Tem sentido hoje porque 2022 pode ser o ano da recuperação… ou teríamos de trabalhar para que assim o seja, com uma resposta ibero-americana que não tenha mais cor política do que a das pessoas e suas necessidades; falando com uma só voz a nível internacional para conseguir condições de financiamento que apoiem essa recuperação justa e transformadora.

Tem sentido porque enfrentamos o desafio da luta contra a desigualdade e fortalecemos os sistemas de proteção social. A Ibero-América tem sentido, porque restam só 8 anos para cumprir os Objetivos de Desenvolvimento Sustentável e esta crise da COVID-19 faz ainda mais necessário retomar este roteiro comum que se diluiu com a urgência da pandemia.

A Ibero-América tem sentido hoje porque este 2022 que se inicia pode ser o ano da recuperação, se trabalhamos para que assim o seja

Este espaço tem sentido porque devemos continuar avançando rumo à plena igualdade de oportunidades entre mulheres e homens, mudando aquelas leis que limitam o potencial econômico das mulheres. Tem sentido porque demasiadas mulheres ainda sofrem violência pelo fato de serem mulheres.

A Ibero-América tem sentido porque enfrentamos uma crise meio ambiental sem precedentes e é precisamente a nossa região uma das que mais sofrem os efeitos da mudança climática e a perda de biodiversidade. Necessitamos políticas comuns para enfrentar este desafio que não pode esperar.

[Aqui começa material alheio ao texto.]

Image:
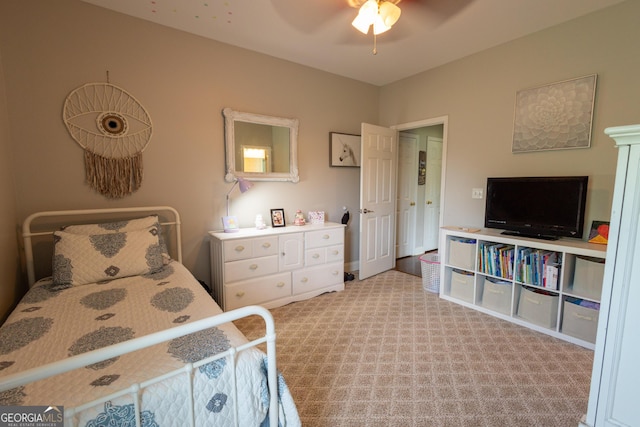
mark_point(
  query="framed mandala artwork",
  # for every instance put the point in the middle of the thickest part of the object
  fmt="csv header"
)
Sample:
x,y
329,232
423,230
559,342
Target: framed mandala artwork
x,y
554,117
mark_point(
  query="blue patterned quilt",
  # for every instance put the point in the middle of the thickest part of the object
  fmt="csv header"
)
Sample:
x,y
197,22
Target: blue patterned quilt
x,y
53,322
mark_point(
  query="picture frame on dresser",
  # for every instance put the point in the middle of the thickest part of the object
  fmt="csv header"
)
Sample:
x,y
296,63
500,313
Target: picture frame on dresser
x,y
277,218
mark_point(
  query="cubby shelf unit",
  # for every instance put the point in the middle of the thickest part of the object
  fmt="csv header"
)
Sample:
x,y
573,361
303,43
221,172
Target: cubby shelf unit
x,y
567,311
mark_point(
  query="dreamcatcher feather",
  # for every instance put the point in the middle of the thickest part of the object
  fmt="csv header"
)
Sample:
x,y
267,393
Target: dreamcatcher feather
x,y
114,129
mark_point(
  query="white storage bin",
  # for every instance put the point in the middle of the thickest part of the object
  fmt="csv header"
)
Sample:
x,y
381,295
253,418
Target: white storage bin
x,y
496,296
580,322
588,276
462,285
538,308
462,253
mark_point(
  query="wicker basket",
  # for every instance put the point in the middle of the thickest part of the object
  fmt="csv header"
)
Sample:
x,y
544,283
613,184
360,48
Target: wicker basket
x,y
430,266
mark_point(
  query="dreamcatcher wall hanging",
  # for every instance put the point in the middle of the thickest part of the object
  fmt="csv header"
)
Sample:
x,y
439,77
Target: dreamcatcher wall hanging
x,y
114,129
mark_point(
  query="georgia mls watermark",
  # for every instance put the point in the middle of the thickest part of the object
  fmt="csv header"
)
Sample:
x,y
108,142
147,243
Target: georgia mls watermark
x,y
31,416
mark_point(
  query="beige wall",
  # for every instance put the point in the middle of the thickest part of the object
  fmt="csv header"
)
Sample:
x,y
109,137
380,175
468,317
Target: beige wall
x,y
9,278
478,95
184,82
50,48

Esta Comunidade de países tem sentido quando se faz tão necessário reforçar as relações entre a América Latina e a União Europeia porque nesse mundo globalizado e dividido demais, caminhar sozinhos não é boa estratégia.

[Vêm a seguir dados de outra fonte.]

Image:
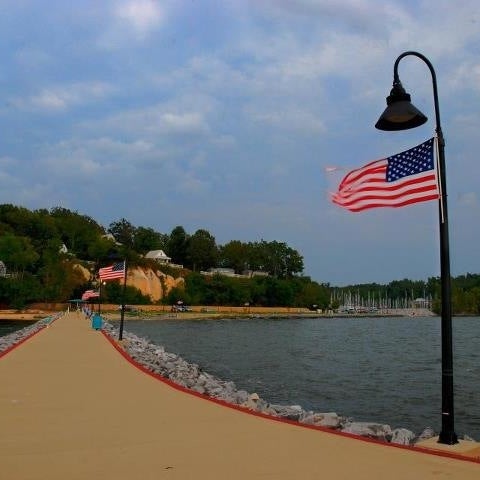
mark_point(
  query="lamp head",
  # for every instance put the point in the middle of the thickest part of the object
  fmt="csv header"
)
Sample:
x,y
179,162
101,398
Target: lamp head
x,y
400,114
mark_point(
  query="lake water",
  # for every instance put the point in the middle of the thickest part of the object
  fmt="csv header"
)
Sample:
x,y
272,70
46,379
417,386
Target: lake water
x,y
384,370
9,326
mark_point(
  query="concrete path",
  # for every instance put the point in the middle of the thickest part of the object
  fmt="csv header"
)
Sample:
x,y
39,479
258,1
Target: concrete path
x,y
71,407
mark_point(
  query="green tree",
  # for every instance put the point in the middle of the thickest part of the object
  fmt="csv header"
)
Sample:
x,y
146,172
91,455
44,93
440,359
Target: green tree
x,y
146,239
234,255
76,231
123,232
17,253
201,252
177,245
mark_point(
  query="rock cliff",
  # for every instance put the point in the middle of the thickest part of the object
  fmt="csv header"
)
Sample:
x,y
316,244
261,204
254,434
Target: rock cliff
x,y
155,284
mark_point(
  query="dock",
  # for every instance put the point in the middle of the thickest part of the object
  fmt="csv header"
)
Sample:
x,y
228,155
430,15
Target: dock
x,y
73,407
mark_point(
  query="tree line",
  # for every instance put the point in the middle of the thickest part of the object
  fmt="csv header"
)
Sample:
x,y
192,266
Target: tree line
x,y
41,250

Poderiam ser escritos rios de tinta com a lista de desafios pendentes e prioritários. E é por isso que esse “espírito de 91” e o lema da primeira Cúpula cobram um novo sentido 30 anos depois.

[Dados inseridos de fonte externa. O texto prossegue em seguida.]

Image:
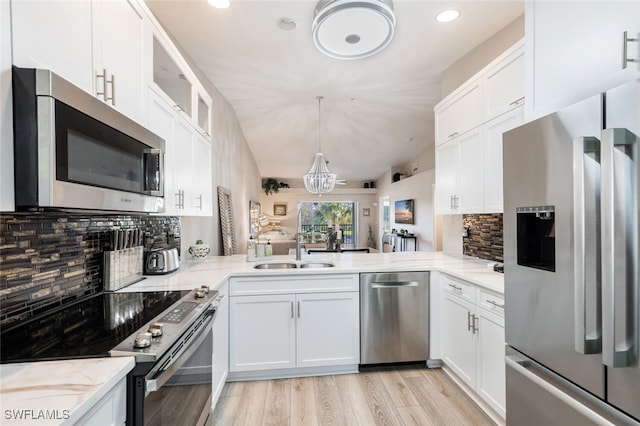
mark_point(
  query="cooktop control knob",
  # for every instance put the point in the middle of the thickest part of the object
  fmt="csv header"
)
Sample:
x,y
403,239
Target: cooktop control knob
x,y
156,330
142,340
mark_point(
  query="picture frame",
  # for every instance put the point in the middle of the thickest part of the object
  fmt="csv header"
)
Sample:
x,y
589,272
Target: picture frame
x,y
279,209
404,212
254,218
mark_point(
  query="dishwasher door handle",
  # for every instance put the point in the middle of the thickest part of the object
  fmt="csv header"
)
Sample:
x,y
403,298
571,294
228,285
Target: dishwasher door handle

Na Ibero-América de hoje, “todos juntos podemos” é uma ideia que transcende o governamental e que estamos vivendo em uma região onde convivem diferentes sensibilidades políticas, como sotaques e raças. “Todos juntos podemos” já não é um lema, senão um convite a construir algo comum desde a cidadania, a sociedade civil, as comunidades e os países. Poderia ser um propósito para este novo ano de 2022: construir o futuro desde a convicção do grande potencial do “JUNTOS”.